William S. Cossen is the book review editor for H-SHGAPE (Society for Historians of the Gilded Age and Progressive Era) and is currently working on his first book, "Making Catholic America: Religious Nationalism in the Gilded Age and Progressive Era."

The Indigenous Peoples March in Washington on Friday was marred by a disturbing incident. Nathan Phillips, an elder of the Omaha Nation, tried to intervene in a conflict between a large group of teenagers, many of whom wore red Make America Great Again hats, and activists from the militant Hebrew Israelites, a group whose long enemies list includes "whites, Jews, Asians, members of the LGBTQ community, abortion rights advocates and continental Africans, according to the Southern Poverty Law Center.”

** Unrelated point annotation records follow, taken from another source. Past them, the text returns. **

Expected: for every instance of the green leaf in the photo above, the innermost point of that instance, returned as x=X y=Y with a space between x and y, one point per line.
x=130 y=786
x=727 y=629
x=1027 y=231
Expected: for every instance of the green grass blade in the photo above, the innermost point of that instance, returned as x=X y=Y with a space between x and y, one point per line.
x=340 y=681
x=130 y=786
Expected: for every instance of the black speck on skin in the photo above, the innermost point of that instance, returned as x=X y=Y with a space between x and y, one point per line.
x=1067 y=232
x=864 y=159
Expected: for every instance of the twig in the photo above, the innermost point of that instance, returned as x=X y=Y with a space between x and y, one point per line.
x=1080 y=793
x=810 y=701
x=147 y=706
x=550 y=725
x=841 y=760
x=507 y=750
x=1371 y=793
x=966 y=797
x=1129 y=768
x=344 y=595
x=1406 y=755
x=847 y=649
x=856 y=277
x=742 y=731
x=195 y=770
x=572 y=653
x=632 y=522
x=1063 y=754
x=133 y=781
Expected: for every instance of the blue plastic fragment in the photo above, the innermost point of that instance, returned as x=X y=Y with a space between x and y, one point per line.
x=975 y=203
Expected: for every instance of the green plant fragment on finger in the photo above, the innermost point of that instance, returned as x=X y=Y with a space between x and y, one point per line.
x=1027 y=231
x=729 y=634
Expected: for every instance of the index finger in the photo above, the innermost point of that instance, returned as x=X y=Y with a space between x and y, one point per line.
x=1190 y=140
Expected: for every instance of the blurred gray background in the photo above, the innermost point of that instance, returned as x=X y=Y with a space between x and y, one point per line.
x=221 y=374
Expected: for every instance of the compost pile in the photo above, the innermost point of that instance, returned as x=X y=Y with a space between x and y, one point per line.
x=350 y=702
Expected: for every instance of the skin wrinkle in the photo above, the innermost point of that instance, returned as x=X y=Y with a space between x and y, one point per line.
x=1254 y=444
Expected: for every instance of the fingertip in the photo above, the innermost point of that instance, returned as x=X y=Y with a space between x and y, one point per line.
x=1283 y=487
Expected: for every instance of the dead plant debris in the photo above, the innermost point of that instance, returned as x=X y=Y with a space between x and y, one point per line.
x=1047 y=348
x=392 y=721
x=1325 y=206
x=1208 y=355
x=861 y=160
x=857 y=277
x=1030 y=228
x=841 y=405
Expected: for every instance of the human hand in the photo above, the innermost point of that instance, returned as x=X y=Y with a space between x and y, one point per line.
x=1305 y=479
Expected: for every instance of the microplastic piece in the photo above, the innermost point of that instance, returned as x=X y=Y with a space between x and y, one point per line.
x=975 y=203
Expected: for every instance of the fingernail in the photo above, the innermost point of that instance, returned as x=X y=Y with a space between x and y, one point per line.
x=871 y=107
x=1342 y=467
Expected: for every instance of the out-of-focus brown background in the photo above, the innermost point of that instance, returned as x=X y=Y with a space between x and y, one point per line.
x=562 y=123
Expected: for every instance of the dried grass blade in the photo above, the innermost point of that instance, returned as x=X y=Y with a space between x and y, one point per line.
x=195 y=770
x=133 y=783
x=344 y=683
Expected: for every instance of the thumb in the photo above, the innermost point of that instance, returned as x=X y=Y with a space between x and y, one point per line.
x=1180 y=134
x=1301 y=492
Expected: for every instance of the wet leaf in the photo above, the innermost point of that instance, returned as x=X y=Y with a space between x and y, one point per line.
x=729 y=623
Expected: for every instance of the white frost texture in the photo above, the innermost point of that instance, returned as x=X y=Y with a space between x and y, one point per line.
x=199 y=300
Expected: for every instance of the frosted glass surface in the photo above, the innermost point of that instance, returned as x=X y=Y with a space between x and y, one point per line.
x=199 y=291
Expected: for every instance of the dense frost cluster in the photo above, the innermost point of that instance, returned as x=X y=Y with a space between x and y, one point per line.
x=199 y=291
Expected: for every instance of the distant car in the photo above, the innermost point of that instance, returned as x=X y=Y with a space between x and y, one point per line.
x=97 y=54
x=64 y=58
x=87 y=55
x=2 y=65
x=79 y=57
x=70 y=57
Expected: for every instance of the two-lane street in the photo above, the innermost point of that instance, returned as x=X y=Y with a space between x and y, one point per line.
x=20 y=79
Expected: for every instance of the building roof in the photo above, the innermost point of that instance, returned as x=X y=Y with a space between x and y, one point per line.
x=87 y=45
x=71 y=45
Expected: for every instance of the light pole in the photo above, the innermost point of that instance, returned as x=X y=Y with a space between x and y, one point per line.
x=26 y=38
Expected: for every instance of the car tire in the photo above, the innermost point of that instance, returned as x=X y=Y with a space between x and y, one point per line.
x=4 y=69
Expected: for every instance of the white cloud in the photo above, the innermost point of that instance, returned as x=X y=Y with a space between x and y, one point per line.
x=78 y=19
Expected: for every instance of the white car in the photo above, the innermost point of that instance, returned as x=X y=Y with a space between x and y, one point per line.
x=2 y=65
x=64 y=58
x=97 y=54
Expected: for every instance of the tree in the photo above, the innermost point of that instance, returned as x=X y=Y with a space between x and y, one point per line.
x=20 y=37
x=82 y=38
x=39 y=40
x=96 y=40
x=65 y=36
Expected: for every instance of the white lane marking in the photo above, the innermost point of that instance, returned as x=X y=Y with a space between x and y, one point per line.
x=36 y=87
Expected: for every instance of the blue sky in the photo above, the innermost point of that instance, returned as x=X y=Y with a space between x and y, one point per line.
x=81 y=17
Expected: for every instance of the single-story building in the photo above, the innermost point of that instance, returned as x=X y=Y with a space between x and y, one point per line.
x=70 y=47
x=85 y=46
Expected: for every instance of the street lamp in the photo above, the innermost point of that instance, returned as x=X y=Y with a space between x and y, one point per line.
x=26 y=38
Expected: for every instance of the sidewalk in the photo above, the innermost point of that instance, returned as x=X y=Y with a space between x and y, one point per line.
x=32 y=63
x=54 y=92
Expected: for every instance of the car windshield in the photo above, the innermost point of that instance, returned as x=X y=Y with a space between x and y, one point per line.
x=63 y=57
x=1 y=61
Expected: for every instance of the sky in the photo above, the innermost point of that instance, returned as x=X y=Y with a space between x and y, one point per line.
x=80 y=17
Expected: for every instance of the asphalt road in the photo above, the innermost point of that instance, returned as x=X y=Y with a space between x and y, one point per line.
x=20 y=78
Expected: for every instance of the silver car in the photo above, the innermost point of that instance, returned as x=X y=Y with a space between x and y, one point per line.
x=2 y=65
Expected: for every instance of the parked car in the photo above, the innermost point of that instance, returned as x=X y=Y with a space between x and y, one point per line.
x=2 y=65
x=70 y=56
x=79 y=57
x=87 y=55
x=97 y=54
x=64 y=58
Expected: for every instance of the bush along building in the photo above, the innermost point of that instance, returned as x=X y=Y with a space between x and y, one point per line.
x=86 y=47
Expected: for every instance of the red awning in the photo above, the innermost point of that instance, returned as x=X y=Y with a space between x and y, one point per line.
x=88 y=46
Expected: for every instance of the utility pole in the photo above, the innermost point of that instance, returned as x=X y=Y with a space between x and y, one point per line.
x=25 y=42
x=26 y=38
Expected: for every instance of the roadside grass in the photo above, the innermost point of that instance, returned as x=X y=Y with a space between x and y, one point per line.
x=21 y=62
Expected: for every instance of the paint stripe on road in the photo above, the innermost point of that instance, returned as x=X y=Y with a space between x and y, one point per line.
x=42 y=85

What happened next is in dispute: we know that the teens, who are students at a Catholic high school in Kentucky and participants in the simultaneous March for Life, began chants. Phillips claims they were hurling insults, and 11th grader Nick Sandmann stood inches from Phillips with a smirk on his face.

Footage of the incident provoked immediate denunciations. New Mexico Rep. Deb Haaland (D) condemned the “students’ display of blatant hate, disrespect, and intolerance,” calling it “a signal of how common decency has decayed under this administration.”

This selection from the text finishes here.